The key is to use introspection to examine the call stack and get information about the calling function--the same function that wants to reliably reference the file within the package.

And of course, I eventaully refactored the function into a separate package so I could import it into multiple tests.

To derive this solution, I found the following resources very useful, and you might too: http://www.peterbe.com/plog/python-package-execution-path http://www.faqs.org/docs/diveintopython/regression_path.html http://aspn.activestate.com/ASPN/Cookbook/Python/Recipe/66062 http://docs.python.org/lib/module-sys.html


Trent Mick 17 years, 9 months ago  # | flag

use "__file__" Unless I am misunderstanding you should be able to use the __file__ attribute of a module for that.

print os.path.dirname(__file__)
adam smith (author) 17 years, 9 months ago  # | flag

I think that what you are describing was basically the way that Peter B. was doing it in the link above, which was in turn based on something done in Zope, except for it to work, you have to pass __file__ to the function in some way (unless I am the one who is misunderstanding...). I wanted to be able to just have the function correctly guess the caller's package, which is why I ended up using the introspection code. It was all for the sake of making the calling code simpler.

Let me know if I've missed your point.

Stephen McDonald 17 years, 8 months ago  # | flag

Patch. This is a great solution however when I imported a module that references the function by importing another module, sys._getframe(1) does not return a frame object and instead returns an object with a _frame attribute that contains the frame object. I don't understand the inner workings of Python enough to explain this however this patch fixes the function:

import os, sys, inspect
def execution_path(filename):
    frame = sys._getframe(1)
    if hasattr(frame, "_frame"):
        frame = frame._frame
    return os.path.join(os.path.dirname(inspect.getfile(frame)), filename)
Stephen McDonald 17 years, 8 months ago  # | flag

Patched again.
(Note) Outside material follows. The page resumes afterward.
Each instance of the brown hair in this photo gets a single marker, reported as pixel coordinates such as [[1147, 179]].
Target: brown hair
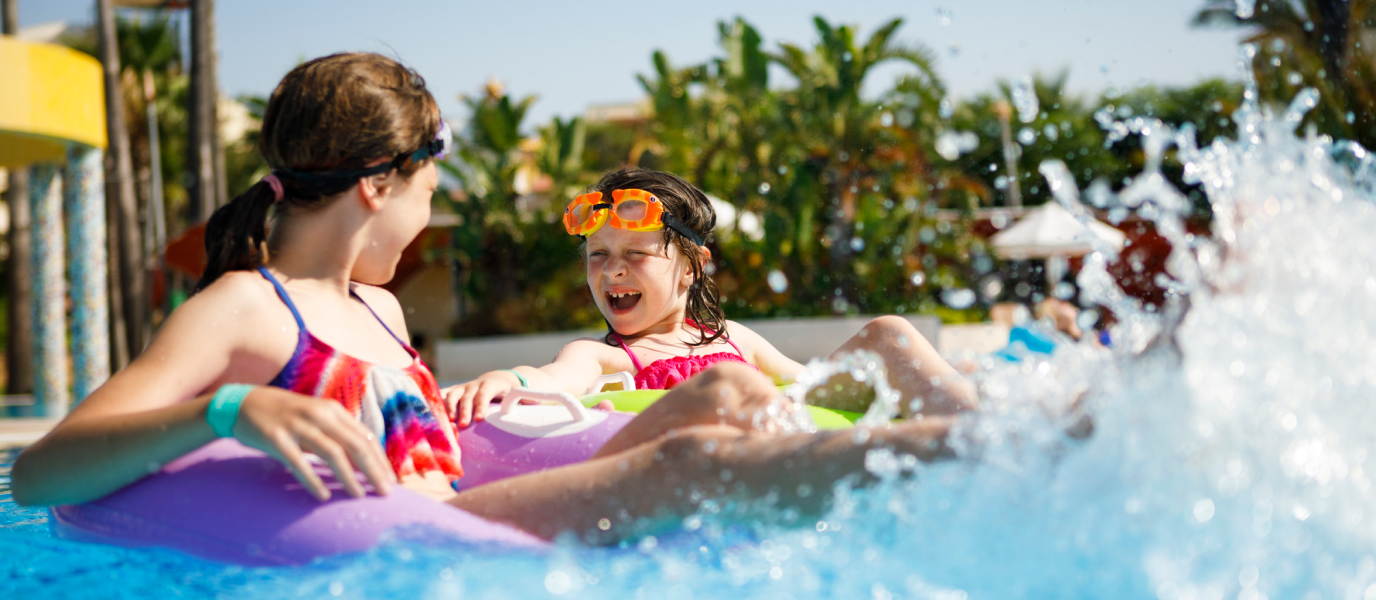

I've since come across scenarios where inspect.getfile() still fails. A code object however seems to always be available and its file property can be used without needing the insepct module at all:

import os, sys
def execution_path(filename):
    return os.path.join(os.path.dirname(sys._getframe(1).f_code.co_filename), filename)
adam smith (author) 17 years, 7 months ago  # | flag

Thank you. Thank you for improving this approach!